Using VertiGIS products, Brooklyn Park has developed various internal and public-facing applications, all aimed at streamlining City processes and making important information readily accessible to staff. 

Their main internal application, which they named CityView, connects staff to all of the City’s major data sources. With a single search, users can find property information from the assessment database, licensing information from the land management and permitting system, police records from the public safety record management system, and information stored natively in the City’s enterprise GIS, which contains more than 70 map and image layers. CityView includes workflows for printing maps and mailing labels, and several map layers contain links to related documents, such as plat drawings and utility as-built drawings. 

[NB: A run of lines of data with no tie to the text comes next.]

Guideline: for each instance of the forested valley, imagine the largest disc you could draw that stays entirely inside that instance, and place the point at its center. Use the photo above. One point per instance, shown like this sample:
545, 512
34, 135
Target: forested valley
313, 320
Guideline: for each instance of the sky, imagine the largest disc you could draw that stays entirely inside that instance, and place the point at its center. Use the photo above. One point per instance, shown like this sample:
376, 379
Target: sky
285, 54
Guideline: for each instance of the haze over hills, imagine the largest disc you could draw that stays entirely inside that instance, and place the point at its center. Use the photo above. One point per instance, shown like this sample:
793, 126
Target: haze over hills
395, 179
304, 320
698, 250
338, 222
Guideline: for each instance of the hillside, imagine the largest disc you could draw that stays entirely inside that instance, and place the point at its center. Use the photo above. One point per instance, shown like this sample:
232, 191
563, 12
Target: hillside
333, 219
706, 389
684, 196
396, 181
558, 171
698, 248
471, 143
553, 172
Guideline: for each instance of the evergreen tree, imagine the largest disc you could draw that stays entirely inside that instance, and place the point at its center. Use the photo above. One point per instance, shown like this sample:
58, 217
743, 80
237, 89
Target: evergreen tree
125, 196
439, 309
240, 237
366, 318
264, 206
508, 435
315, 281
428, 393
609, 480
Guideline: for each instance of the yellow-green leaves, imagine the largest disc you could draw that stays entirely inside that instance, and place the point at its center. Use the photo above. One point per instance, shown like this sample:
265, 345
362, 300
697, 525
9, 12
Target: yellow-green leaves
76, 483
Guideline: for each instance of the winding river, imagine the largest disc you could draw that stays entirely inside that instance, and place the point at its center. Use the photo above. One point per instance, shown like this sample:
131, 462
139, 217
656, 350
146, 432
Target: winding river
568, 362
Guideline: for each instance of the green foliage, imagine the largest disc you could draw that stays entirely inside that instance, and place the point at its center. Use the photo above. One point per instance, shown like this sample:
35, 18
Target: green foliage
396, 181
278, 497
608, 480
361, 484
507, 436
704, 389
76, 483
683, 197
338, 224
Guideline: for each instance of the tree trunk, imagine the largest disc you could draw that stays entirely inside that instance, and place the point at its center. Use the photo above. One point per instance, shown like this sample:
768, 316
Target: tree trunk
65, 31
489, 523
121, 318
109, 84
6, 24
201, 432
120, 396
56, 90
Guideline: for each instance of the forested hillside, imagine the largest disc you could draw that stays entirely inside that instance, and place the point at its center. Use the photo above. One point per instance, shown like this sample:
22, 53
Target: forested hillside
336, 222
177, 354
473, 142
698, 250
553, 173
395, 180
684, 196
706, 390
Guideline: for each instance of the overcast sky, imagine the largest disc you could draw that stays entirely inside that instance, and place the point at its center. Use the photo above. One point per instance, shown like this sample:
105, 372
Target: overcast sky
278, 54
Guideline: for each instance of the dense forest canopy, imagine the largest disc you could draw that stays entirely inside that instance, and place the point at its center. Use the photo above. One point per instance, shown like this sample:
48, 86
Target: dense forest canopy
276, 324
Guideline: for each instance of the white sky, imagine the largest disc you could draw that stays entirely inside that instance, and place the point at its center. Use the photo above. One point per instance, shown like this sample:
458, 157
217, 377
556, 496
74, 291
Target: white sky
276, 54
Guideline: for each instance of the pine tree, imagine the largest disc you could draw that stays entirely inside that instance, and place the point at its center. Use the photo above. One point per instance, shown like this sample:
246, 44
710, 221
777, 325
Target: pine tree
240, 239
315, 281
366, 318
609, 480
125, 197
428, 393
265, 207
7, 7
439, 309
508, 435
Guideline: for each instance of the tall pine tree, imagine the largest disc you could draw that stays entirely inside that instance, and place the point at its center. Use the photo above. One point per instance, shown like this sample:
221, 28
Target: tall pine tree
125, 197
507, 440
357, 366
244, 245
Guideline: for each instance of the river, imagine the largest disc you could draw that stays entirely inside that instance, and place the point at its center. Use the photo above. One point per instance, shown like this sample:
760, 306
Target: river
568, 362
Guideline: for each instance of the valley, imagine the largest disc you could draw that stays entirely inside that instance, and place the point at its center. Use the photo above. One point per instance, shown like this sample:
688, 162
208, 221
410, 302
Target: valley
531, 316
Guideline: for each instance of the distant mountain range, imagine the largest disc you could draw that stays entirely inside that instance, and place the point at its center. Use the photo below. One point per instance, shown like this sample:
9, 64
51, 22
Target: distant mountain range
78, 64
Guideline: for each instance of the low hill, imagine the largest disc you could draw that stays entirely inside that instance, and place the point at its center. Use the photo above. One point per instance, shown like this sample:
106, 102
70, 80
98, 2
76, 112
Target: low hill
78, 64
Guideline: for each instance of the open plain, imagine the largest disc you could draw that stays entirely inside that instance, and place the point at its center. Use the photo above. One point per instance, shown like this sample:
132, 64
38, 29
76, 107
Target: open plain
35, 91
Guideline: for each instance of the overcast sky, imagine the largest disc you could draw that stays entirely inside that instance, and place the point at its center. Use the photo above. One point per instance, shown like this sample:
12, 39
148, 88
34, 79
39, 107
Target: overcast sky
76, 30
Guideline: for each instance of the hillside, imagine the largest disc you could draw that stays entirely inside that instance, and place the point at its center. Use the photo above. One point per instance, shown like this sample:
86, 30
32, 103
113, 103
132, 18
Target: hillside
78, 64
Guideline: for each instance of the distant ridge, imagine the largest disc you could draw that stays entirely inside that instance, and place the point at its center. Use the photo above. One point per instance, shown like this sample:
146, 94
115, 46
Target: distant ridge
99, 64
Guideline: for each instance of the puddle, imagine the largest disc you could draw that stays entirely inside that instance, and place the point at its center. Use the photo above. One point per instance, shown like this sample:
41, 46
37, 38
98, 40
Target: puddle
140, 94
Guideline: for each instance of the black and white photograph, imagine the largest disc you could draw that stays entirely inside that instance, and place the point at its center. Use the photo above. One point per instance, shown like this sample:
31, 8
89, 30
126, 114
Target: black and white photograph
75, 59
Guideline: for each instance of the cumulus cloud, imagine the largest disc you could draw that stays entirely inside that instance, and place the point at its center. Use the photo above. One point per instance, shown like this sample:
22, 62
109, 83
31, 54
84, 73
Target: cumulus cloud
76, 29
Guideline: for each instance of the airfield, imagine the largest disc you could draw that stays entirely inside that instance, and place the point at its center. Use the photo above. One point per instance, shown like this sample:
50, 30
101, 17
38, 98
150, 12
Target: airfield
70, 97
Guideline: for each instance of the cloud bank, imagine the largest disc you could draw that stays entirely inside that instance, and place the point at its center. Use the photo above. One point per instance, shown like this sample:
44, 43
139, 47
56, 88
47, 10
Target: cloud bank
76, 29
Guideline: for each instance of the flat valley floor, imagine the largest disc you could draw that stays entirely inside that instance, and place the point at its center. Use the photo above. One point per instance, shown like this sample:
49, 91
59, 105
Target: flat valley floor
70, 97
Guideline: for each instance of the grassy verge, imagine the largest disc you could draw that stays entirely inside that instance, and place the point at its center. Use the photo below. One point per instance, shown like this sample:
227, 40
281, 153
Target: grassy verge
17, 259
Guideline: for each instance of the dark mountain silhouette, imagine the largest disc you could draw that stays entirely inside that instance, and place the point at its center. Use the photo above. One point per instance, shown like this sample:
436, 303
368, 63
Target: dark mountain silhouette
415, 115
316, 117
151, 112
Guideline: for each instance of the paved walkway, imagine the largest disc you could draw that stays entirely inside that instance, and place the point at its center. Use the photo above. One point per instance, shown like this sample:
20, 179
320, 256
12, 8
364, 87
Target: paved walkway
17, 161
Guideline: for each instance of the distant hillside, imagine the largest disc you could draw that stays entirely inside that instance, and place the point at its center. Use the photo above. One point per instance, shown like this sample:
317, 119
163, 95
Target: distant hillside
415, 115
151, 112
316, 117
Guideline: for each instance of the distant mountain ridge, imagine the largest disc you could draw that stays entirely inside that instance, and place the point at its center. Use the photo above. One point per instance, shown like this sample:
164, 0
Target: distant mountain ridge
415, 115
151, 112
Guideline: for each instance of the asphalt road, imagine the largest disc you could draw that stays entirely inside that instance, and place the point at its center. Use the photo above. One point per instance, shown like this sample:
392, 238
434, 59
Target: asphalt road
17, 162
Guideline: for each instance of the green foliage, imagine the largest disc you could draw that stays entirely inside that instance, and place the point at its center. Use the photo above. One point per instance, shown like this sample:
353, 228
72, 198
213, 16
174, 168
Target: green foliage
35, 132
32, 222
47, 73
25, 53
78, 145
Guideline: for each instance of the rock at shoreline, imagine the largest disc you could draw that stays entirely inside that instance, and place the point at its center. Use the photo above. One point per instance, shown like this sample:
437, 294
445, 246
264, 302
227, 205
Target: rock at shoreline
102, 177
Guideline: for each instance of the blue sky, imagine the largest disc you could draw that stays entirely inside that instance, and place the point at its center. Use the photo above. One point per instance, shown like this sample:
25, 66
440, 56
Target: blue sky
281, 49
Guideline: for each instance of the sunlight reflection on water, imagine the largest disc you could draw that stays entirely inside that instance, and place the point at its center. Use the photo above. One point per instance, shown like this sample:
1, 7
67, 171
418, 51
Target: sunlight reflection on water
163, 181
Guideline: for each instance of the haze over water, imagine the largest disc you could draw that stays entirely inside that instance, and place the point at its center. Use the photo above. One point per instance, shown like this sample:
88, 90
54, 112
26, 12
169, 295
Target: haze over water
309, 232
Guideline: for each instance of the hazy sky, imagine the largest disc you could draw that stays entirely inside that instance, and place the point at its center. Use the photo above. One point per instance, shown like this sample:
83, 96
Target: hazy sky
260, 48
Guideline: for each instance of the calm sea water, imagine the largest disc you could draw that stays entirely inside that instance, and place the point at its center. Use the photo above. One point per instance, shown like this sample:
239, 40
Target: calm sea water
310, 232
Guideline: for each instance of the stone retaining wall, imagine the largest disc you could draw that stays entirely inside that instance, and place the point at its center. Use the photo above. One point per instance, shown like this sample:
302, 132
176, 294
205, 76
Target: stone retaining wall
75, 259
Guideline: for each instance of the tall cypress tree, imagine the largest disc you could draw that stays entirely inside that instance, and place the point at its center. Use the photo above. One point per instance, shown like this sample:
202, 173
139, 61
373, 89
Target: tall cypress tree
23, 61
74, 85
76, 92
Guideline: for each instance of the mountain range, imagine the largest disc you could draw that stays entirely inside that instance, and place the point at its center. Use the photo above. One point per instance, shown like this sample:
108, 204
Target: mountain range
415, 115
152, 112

Brooklyn Park also has two public-facing applications: Neighborhood Info and Adopt a Hydrant. Neighborhood Info is the City’s flagship public application, giving residents, businesses and real estate agents the ability to view over 50 data points on any given property. Adopt a Hydrant is part of Brooklyn Park’s crowdsourcing campaign aimed at getting residents to volunteer to shovel out their hydrants when it snows in the winter. 

The Result

Brooklyn Park’s applications have significantly streamlined business operations and made GIS more accessible to City staff. Historically, staff access to information was limited to the databases and systems in their particular departments; a request would have to be submitted if they wanted information that belonged to another department. VertiGIS helped break down those departmental siloes, vastly improving interdepartmental communication and efficiency. Since implementing CityView, the City has continued to iterate and add new functionality with VertiGIS Studio. 

This has included an internal project to connect CityView to the City’s utility billing information, and allows for the ability to view where the biggest utility consumers are, as well as verify service availability. Additionally, the success of the Adopt a Hydrant app led to the creation of Adopt a Park, which brings residents together to volunteer their time to clean local parks.